Recklinghausen. .
Die erste Nacht der offenen Gotteshäuser in Recklinghausen hat vor allem ein Ziel: Vorurteile abzubauen. Zwischen den drei monotheistischen Religionen, also Religionen, die einen einzigen Gott kennen, gibt es nach Meinung der Vertreter von Christentum, Islam und Judentum davon zu viele.
Denn vor allem das Thema Moscheenbau erhitzt die Gemüter wieder und wieder, derzeit zum Beispiel in Herten (die WAZ berichtete).
Bernhard Lübbering von der Christlich-Islamischen Arbeitsgemeinschaft, die Organisatorin der Nacht der offenen Gotteshäuser ist, stimmt das traurig. Mehr Aufklärung wünscht er sich deshalb; zusätzlich zu den interreligiösen Gottesdiensten seit dem Jahr 2000. Auch Sinan Özen, Vorsitzender der Ditib-Moschee in Recklinghausen, versucht gegenzusteuern und Vorurteile zu beseitigen. „In Deutschland leben fünf Millionen Muslime, es gibt aber nur 1600 Moscheen“ , sagt er. Das hieße, dass statistisch 3125 Muslime auf eine Moschee kommen. Eine „Moscheen-Überschwemmung“ Deutschlands sieht Özen nicht.

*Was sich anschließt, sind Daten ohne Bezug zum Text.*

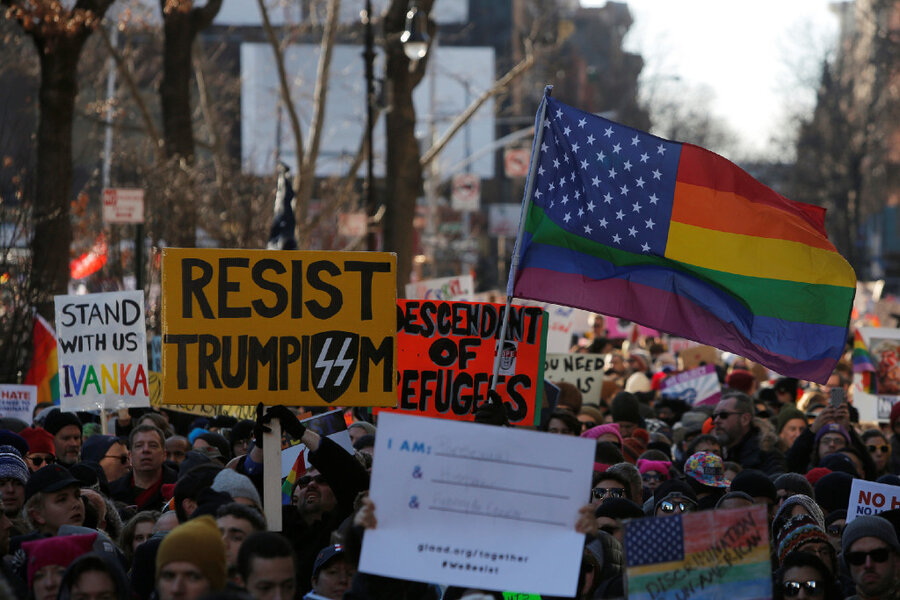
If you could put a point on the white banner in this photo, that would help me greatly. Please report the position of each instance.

„Wir sollten Offenheit erlernen“
Um Kirchen und Moscheen-Statistiken geht es den beiden jedoch nicht im Kern. Zwar sieht Lübbering die christliche Landschaft schrumpfen (und über die Veränderung der Moscheenlandschaft gibt es geteilte Meinungen). Was für ihn aber wichtiger ist: dass die Menschen Islam und Judentum nicht als Bedrohung empfinden. „Das sollte das Christentum als Herausforderung sehen. Wir sollten den eigenen Glauben leben und Offenheit gegenüber anderen Glaubensrichtungen erlernen.“
Angst vor dem Fremden sei außerdem fehl am Platz. Bernhard Lübbering befürchtet und befürwortet nicht das Verschmelzen der Religionen; jede Religion müsse ihre Identität bewahren. „Harmonie bedeutet nicht Gleichklang, sondern Zusammenklang“, so sein Credo.

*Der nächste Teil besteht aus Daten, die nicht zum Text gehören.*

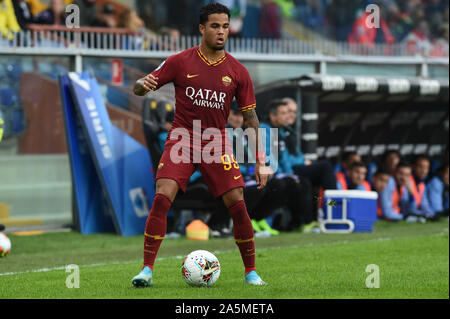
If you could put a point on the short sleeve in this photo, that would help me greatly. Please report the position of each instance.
(245, 93)
(166, 71)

„Muslime sehen die ganze Welt als Gebetsort“
Das Ziel sei eine multireligiöse Gesellschaft. Die Unterschiede zwischen den Religionen seien ohnehin augenscheinlich: „Die Moschee ist, mehr noch als die Kirche, nicht nur Gebetsort, sondern auch Ort für Versammlungen, sportliche Aktivitäten und Ausflüge, an dem sich alle Generationen treffen“, so Özen. Doch genauso wie Christen „sehen Muslime die ganze Welt als Gebetsort. Damit sind auch Wiesen und christliche Kirchen gemeint.“ Angst vor Überschwemmung oder Identitätsverlust christlicher Religion seien also unbegründet.

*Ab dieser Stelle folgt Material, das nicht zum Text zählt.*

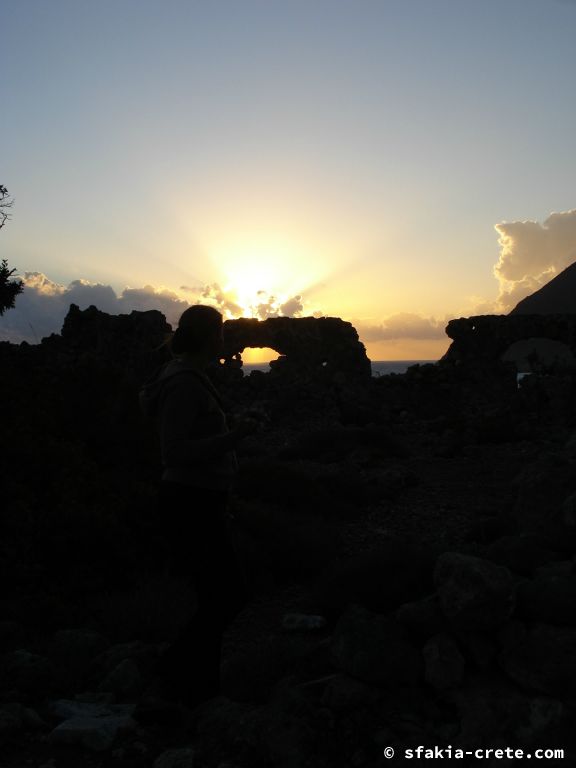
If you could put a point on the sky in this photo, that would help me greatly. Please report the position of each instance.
(395, 163)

Aufklärung ist den muslimischen Vertretern auch an anderer Stelle wichtig. Mehmet Toklu, Lübberings Kollege, möchte das Vorurteil über Frauen aus der Welt schaffen. „Der Islam legt sehr viel Wert auf die Frauen.“ Ihn irritiert, dass alle Araber als Moslems gesehen oder Terroristen oft mit dem Islam gleichgesetzt würden. „Dabei sind das nur einzelne Personen, nicht eine ganze Religion.“ Toklu und Özen beklagen auch, dass Kultur, ein ganz anders Thema, und Religion, oft vermischt würden. Die Religion jedenfalls sage eindeutig: Alle Gläubigen monotheistischer Religionen beten den gleichen Gott an, nur Rituale und Sprache Sunterscheiden sich.
Vorurteile abbauen
Die erste Nacht der offenen Gotteshäuser findet am Samstag, 24. September, in Recklinghausen statt. Die Synagoge, drei Moscheen und acht Kirchen sind an diesem Abend von 19.30 bis 22.30 Uhr geöffnet.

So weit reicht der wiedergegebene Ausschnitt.